In 2010, the economy expanded 4.5%, up 0.8% compared with 2009.

GDP among OECD member countries rose an average of 2.8%. Last year, Israel’s growth rate was greater than that of Sweden (4.4%), Japan (3.7%) and Germany (3.5%), while trailing Mexico (5%), Chile (5.2%) and South Korea (6.2%).

Israel should be able to maintain its growth rate if budget discipline is kept and cooperation among different groups in the economy is secured, Steinitz said.

GNP in the fourth quarter grew at the fastest pace since the same quarter in 2006, the statistics bureau said.

In a report published Sunday, the Bank of Israel said it expected GNP for the fourth quarter to be between 4.3% to 4.6%, while other economists had predicted 4% to 5%.

“The preliminary figures are a surprise and are well above our expectations and those in the market,” Harel Financial Group chief economist Michael Sarel said Wednesday. “There is still a possibility of a downward correction in the coming months. But if the figures are confirmed, inflationary pressures will be further boosted, mainly driven by the sharp surge in private consumption.

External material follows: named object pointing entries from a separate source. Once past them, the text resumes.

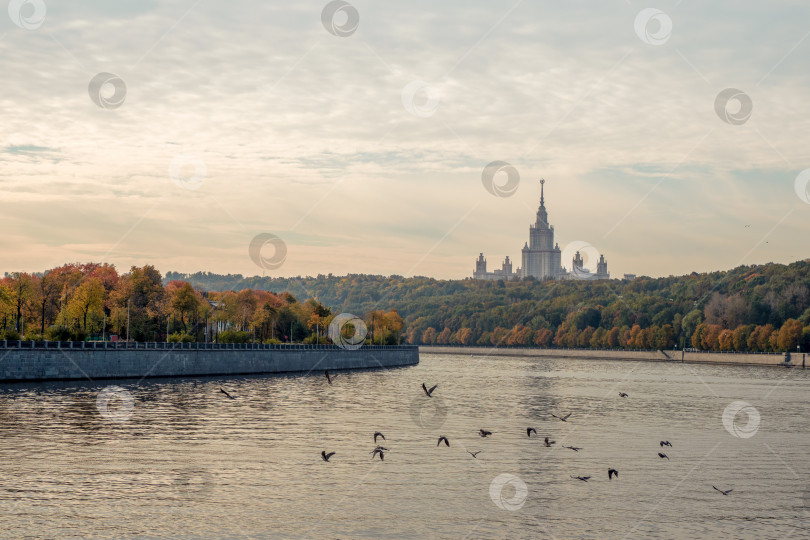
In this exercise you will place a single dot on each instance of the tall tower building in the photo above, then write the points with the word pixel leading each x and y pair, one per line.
pixel 541 256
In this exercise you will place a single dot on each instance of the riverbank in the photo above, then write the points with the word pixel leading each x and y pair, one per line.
pixel 48 361
pixel 746 359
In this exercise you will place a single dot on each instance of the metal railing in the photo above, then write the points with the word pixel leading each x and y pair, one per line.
pixel 153 345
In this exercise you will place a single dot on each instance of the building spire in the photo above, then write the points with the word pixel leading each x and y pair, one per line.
pixel 542 182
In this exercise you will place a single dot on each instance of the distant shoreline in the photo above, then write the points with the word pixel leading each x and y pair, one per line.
pixel 688 357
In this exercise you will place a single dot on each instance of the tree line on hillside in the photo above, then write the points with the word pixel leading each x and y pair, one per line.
pixel 762 308
pixel 77 301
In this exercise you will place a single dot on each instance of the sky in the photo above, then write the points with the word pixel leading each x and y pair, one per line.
pixel 333 137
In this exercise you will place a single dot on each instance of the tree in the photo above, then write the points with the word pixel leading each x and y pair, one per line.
pixel 185 302
pixel 429 336
pixel 726 340
pixel 789 335
pixel 543 337
pixel 87 299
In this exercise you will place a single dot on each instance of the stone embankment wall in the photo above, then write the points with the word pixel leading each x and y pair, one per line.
pixel 772 359
pixel 82 361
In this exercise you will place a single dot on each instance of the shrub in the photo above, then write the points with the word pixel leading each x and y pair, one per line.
pixel 177 337
pixel 233 336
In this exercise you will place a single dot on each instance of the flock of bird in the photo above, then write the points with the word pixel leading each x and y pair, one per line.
pixel 380 450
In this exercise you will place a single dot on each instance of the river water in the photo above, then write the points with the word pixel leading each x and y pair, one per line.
pixel 178 458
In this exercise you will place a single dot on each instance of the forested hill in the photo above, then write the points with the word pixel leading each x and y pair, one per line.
pixel 570 313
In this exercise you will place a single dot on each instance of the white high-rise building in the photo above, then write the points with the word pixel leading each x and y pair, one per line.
pixel 541 256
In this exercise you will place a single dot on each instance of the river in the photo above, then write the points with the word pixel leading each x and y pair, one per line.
pixel 178 458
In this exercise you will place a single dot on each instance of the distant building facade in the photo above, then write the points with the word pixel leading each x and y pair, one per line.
pixel 541 257
pixel 504 273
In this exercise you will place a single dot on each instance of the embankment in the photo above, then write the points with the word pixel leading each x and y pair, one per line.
pixel 26 361
pixel 763 359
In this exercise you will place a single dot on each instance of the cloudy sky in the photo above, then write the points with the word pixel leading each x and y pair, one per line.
pixel 357 133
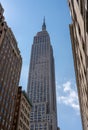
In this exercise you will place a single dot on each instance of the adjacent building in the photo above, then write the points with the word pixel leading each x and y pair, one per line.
pixel 79 38
pixel 22 111
pixel 10 68
pixel 41 83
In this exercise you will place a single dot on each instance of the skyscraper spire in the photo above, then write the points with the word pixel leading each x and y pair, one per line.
pixel 44 25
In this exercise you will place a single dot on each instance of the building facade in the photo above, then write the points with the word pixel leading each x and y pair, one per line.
pixel 41 83
pixel 22 111
pixel 10 68
pixel 79 38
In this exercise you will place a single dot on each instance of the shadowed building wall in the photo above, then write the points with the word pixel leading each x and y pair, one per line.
pixel 79 38
pixel 10 68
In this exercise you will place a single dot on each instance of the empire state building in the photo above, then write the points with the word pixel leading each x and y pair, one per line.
pixel 41 83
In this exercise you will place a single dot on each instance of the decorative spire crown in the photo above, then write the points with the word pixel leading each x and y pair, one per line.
pixel 44 25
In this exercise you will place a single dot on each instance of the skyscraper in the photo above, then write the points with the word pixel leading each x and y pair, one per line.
pixel 79 38
pixel 10 68
pixel 41 83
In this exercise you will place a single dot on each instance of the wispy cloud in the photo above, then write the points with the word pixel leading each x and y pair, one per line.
pixel 68 96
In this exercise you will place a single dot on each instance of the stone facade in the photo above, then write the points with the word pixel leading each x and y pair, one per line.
pixel 79 38
pixel 41 83
pixel 22 111
pixel 10 68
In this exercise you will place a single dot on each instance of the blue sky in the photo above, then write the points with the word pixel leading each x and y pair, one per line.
pixel 25 18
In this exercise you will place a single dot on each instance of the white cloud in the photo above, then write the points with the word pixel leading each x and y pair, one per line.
pixel 69 96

As a result, the Bank of Israel will need to raise interest rates at a much faster pace in the coming months, and the shekel would be expected to strengthen.”

Growth in the fourth quarter was helped by increased consumer and government spending and investment in fixed assets and exports, the statistics bureau said.

Private consumption grew 9.8% in the fourth quarter, up from 1.1% in the third quarter, while government spending rose 5.7%. Investment in fixed assets surged 15.9% in the fourth quarter.

Exports of goods increased an annualized 10.3% in the fourth quarter, driven by diamond trade, while imports rose 22.5%. Not including diamonds, exports of goods grew 1.1%.